CDFI Fund cuts would ‘dramatically narrow’ financial lifelines for underserved
The Treasury’s Community Development Financial Institutions (CDFI) Fund has numerous far-reaching benefits to underserved communities and should be fully funded. Responding to President Donald Trump’s FY2026 budget proposal, which includes a $291 million reduction in the CDFI Fund’s discretionary awards, America’s Credit Unions President/CEO Jim Nussle outlined the fund’s impact and urged full funding in a letter to Treasury Secretary Scott Bessent Tuesday.
The communities affected by this potential reduction would include urban neighborhoods, tribal lands, and many suburban communities that rely on CDFIs for affordable capital and basic financial services. Credit union CDFIs turn the fund’s resources into tangible community benefits that strengthen net worth ratios, keep members away from predatory lenders, and housing and small business financing in areas traditional lenders overlook.
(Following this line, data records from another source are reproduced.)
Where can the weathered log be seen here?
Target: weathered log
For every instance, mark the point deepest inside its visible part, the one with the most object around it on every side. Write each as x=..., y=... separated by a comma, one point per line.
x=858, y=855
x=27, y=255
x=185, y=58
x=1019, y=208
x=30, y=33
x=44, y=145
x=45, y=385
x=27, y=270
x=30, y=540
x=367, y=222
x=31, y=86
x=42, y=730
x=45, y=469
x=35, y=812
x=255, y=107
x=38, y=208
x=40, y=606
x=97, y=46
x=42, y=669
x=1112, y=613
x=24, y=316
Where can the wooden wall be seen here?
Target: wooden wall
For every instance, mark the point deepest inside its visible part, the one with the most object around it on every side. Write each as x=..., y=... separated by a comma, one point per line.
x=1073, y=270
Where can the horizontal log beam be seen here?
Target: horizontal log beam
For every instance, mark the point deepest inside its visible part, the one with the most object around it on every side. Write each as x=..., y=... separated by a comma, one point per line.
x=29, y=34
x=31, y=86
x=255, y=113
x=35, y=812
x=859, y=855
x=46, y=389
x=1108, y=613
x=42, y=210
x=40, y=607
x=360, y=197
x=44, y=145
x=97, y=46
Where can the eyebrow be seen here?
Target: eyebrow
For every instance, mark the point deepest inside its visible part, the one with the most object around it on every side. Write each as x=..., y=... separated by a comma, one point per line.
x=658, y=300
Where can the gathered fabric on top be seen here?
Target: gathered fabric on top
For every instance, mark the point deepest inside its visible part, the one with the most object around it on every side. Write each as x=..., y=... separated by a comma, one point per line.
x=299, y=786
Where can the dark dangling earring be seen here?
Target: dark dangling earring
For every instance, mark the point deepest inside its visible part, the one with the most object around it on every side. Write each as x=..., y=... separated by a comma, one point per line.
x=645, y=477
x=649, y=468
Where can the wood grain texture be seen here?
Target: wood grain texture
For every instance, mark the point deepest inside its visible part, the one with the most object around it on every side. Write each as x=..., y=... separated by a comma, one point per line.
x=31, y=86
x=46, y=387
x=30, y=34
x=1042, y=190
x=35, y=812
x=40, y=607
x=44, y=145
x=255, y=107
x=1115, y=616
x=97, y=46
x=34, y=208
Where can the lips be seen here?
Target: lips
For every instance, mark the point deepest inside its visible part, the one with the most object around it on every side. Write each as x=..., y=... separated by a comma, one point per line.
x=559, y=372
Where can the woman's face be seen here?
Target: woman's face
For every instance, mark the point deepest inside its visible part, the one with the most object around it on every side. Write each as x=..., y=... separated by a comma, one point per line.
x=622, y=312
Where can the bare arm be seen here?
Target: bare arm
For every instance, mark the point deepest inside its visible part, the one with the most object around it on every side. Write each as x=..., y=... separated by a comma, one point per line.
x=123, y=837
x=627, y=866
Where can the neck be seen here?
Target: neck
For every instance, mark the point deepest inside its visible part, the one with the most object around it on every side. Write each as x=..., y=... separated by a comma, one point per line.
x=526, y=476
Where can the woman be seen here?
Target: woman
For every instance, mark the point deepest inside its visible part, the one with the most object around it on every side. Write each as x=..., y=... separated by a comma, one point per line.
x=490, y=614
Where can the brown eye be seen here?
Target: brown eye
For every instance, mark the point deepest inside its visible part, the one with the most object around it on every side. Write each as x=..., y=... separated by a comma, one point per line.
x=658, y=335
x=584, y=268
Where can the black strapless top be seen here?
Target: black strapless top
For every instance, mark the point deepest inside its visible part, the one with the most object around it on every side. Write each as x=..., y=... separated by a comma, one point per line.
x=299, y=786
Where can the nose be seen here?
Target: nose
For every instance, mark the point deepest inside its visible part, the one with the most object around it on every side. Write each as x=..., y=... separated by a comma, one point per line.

Nussle encouraged Bessent to:
- Publicly reaffirm Treasury’s support for the full range of CDFI Fund programs, not only rural initiatives.
- Work with the Office of Management and Budget and congressional appropriators to restore funding for Financial Assistance, Technical Assistance, Native Initiatives, and the Capital Magnet Fund in the final FY 2026 budget.
- Continue engaging with industry stakeholders, including credit unions, to ensure any new rural program complements rather than supplants existing tools.
The letter also notes Bessent’s support of CDFIs during his January confirmation testimony, where he noted “CDFIs are a key component of Main Street prosperity and a priority for this Treasury,” and his March statement to Congress affirming that “CDFI Fund programs are statutory and central to job creation and wealth building.”
America’s Credit Unions also wrote a letter to the House Appropriations Subcommittee on Financial Services and General Government Tuesday for Bessent’s hearing before the committee.